Comment 3 for bug 2029131

Revision history for this message
Roxana Nicolescu (roxanan) wrote :

Commit "440e01539fb10b3562c82f98634c688f4adc9ef1": "PCI: Unify delay handling for reset and resume" breaks the test.
It adds a change where during reset, it actually waits after the secondary bus is ready. Before this change, it would wait after the bridge, which would always return immediately because the bridge is always accessible while its secondary bus is reset.

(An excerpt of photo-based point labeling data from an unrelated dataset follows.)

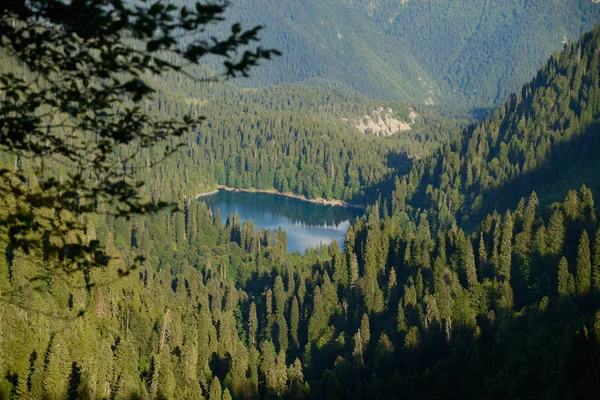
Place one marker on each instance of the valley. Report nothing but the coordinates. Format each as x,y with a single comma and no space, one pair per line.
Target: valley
401,205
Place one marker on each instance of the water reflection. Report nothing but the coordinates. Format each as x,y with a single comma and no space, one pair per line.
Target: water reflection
306,224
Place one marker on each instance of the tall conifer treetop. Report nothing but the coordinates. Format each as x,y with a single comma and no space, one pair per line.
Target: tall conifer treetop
78,103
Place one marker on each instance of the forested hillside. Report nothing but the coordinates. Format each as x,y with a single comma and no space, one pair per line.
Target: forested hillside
473,52
480,50
541,136
432,296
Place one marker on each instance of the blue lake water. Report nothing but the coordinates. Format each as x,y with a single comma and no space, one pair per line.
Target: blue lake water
306,224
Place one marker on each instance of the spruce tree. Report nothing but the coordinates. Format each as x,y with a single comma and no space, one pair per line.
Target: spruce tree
596,264
564,278
584,265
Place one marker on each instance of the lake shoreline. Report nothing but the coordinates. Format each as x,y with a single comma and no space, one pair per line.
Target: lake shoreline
320,200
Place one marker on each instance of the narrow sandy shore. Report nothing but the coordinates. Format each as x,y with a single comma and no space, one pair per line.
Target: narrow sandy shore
320,200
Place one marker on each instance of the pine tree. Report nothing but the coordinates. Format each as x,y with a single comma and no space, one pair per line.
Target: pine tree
215,392
584,265
506,248
564,278
365,332
252,325
294,321
596,264
556,233
471,271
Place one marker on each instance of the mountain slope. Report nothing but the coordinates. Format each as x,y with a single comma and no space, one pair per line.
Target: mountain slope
327,43
530,142
472,52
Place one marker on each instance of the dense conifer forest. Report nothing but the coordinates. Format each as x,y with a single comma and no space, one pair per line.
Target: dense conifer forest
474,273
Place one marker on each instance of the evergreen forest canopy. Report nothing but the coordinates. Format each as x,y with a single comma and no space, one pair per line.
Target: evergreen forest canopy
471,52
475,272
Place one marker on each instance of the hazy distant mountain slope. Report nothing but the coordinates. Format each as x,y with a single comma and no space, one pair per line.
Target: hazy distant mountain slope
481,49
330,43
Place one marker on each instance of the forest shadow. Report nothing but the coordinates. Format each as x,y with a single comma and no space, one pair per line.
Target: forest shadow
401,164
570,165
501,356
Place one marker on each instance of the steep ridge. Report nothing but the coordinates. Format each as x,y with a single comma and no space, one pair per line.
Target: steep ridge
531,140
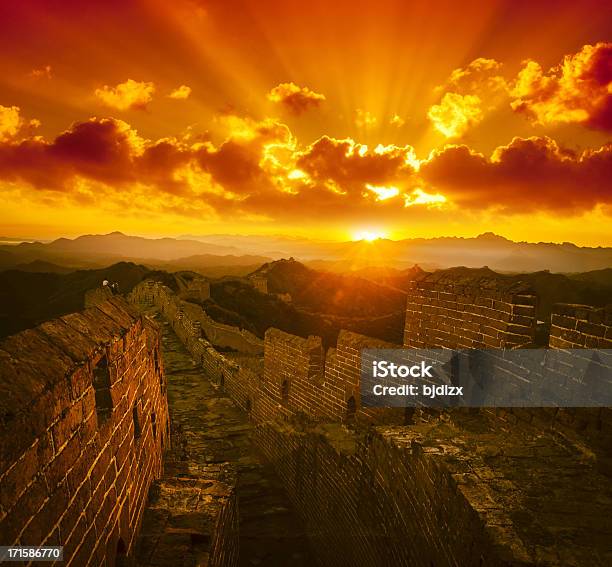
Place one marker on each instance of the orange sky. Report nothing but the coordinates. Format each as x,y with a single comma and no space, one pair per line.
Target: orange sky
394,118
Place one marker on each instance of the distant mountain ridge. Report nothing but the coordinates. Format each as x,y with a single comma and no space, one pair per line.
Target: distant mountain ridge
488,249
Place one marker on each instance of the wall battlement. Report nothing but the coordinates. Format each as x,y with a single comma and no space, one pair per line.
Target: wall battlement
85,419
150,293
443,314
470,476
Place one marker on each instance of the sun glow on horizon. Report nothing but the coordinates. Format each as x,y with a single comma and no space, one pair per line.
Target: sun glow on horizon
369,235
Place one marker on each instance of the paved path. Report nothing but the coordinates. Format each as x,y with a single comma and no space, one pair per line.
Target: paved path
208,432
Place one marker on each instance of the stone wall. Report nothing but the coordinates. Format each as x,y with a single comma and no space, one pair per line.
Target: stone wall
84,422
445,314
97,295
453,488
581,326
219,334
378,499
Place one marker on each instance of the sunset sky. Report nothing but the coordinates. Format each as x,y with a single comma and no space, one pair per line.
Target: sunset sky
323,119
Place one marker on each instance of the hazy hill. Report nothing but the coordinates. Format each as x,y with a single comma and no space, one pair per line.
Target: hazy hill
43,267
90,249
488,249
29,298
236,302
329,293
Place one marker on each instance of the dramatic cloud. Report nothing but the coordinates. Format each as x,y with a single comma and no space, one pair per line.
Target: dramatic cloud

This can be also seen in the logs.
Before the change, there is no waiting during reset and before resume:
EEH: Reset without hotplug activity
i40e 0002:01:00.0 enP2p1s0f0: NIC Link is Up, 1000 Mbps Full Duplex, Flow Control: None
aacraid 0003:01:00.0: enabling device (0140 -> 0142)
EEH: Beginning: 'slot_reset'
PCI 0003:01:00.0#01fd: EEH: Invoking aacraid->slot_reset()
aacraid 0003:01:00.0: aacraid: PCI error - slot reset
PCI 0003:01:00.0#01fd: EEH: aacraid driver reports: 'recovered'
EEH: Finished:'slot_reset' with aggregate recovery state:'recovered'
EEH: Notify device driver to resume
EEH: Beginning: 'resume'

After this change:
EH: Reset without hotplug activity
EXT4-fs warning (device sda2): ext4_end_bio:311: I/O error 10 writing to inode 68944133 (offset 0 size 0 starting block 14398)
i40e 0002:01:00.0 enP2p1s0f0: NIC Link is Up, 1000 Mbps Full Duplex, Flow Control: None
aacraid 0003:01:00.0: not ready 1023ms after bus reset; waiting
aacraid 0003:01:00.0: not ready 2047ms after bus reset; waiting
aacraid 0003:01:00.0: not ready 4095ms after bus reset; waiting
aacraid 0003:01:00.0: not ready 8191ms after bus reset; waiting
aacraid 0003:01:00.0: not ready 16383ms after bus reset; waiting
aacraid 0003:01:00.0: not ready 32767ms after bus reset; waiting
ast 0004:02:00.0: Going to break: [mem 0x600c200000000-0x600c200ffffff]
ast 0004:02:00.0: eeh_dev_check_failure(0004:02:00.0) = 0
xhci_hcd 0005:01:00.0: Going to break: [mem 0x600c280000000-0x600c28000ffff 64bit]
xhci_hcd 0005:01:00.0: eeh_dev_check_failure(0005:01:00.0) = 1
aacraid 0003:01:00.0: not ready 65535ms after bus reset; giving up
aacraid 0003:01:00.0: enabling device (0140 -> 0142)
EEH: Beginning: 'slot_reset'
PCI 0003:01:00.0#01fd: EEH: Invoking aacraid->slot_reset()
aacraid 0003:01:00.0: aacraid: PCI error - slot reset
PCI 0003:01:00.0#01fd: EEH: aacraid driver reports: 'recovered'
EEH: Finished:'slot_reset' with aggregate recovery state:'recovered'
EEH: Notify device driver to resume
EEH: Beginning: 'resume'

So what I found is that it just takes longer to reset and then resume the device, so increasing the timer to 120s in the test makes it pass.
BUT, I struggle to understand why it worked before. I would assume if waiting is not properly done, the device would not show was recovered after. Trying to understand that.

Note: I am not sure where this read-only problem comes from, I think I managed to reproduce it once but then I could not.